Natural language isn’t the only way to define constraints. For imagery, we are often at a loss of words as to how to describe our images. That is why a development like ControlNet (and similar systems) leads to immense opportunities. (see: llyasviel/ControlNet: Let us control diffusion models)
There exists a very subtle but powerful methodology for deep learning. This simple idea is to use a neural network to extract the “specification” from an example. Then use another neural network to generate examples from the extracted example. This is a universal idea.
An example of this approach is demonstrated by “Hard Prompts made Easy (PEZ)”. The idea is to extract words from sample images to use as a generator for new similar images. huggingface.co/spaces/tomg-gr…
Many projects, unfortunately, have modularity as an afterthought. What I mean by this is that the models that they’ve trained are monolithic and don’t leverage the existing ecology of networks.
A striking example of this is Instruct-Pix2Pix. The amazing thing about instruct-pix2pix is that it can perform difficult transformations with diffusion models. However, its downside is that it loses existing functionality. (see: GitHub — timothybrooks/instruct-pix2pix)
What I mean is that there are surprising gaps in what can be instructed using Instruct-pix2pix. These gaps are likely to result from gaps in the training set. In contrast, img2img diffusion methods have no gaps between image and concept. One can morph any image to another.
18/n ControlNet is more powerful than Instruct-pix2pix because of its modular architecture and its more expressive form of constraint specification. Hence you can turn a cat into gold, white porcelain or a corgi!

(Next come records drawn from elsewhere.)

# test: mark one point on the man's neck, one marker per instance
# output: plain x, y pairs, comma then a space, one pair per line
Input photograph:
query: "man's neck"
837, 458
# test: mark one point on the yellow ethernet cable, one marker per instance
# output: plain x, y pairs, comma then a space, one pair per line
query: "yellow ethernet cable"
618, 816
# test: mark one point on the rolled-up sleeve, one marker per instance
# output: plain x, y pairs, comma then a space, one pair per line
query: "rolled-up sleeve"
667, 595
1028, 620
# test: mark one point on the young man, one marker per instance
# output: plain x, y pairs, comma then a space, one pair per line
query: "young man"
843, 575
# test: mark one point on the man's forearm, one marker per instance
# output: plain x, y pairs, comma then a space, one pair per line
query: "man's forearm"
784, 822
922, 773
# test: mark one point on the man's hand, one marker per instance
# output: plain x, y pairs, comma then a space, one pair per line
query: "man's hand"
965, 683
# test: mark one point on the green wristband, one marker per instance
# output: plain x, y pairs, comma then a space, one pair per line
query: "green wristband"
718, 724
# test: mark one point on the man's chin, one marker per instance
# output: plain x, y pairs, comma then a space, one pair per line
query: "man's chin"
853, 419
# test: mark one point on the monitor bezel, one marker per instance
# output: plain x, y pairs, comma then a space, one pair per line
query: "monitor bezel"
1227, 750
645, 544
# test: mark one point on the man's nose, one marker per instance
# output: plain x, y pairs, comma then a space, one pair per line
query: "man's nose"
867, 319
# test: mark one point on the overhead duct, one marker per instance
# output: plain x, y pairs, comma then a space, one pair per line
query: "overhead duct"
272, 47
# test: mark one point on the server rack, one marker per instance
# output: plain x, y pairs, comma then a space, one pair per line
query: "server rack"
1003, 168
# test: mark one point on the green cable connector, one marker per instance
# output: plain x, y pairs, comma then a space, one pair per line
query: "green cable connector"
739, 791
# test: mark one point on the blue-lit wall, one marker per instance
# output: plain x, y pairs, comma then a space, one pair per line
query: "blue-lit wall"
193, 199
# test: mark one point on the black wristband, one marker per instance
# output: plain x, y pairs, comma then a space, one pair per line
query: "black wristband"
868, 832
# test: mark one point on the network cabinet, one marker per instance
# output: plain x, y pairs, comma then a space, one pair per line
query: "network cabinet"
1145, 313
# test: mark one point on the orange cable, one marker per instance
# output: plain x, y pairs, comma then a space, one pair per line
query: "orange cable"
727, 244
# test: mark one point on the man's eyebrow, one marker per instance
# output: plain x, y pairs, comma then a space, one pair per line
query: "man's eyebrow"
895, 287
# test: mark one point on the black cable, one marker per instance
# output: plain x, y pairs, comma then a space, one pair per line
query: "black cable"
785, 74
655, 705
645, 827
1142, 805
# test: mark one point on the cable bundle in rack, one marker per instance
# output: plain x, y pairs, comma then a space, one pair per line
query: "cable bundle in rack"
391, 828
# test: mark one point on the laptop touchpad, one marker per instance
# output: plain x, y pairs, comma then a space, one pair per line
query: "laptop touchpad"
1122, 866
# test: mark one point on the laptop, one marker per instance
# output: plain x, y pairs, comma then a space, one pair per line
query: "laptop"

ControlNet can still be made more modular by using a method analogous to LoRA. The benefit of this method is that you can stack many fine-tune models together to generate more complex constraints. (see: Using LoRA for Efficient Stable Diffusion Fine-Tuning). Hugging faces recently released PEFT (See: https://github.com/huggingface/peft ) as a general framework to adopt pre-trained networks.
This allows many kinds of guidance methods to evolve the diffusion model simultaneously. However, each guidance method takes a different kind of specification. Rather than just a single text or image input, multiple kinds of input will be required.
If this is done for images, it should also be done for text input. Why should we confine ourselves to only text in our commands to machines? Thus we see papers that combine both text and images to generate controlled responses. (see: Multimodal Chain-of-Thought Reasoning in Language Models)
The future of interaction with AI will not be plain natural language text but rather graphs that explicitly express the relationships of multimedia. Deep learning modularity begins with a standardized expression language (i.e., DSL) that captures complex relationships.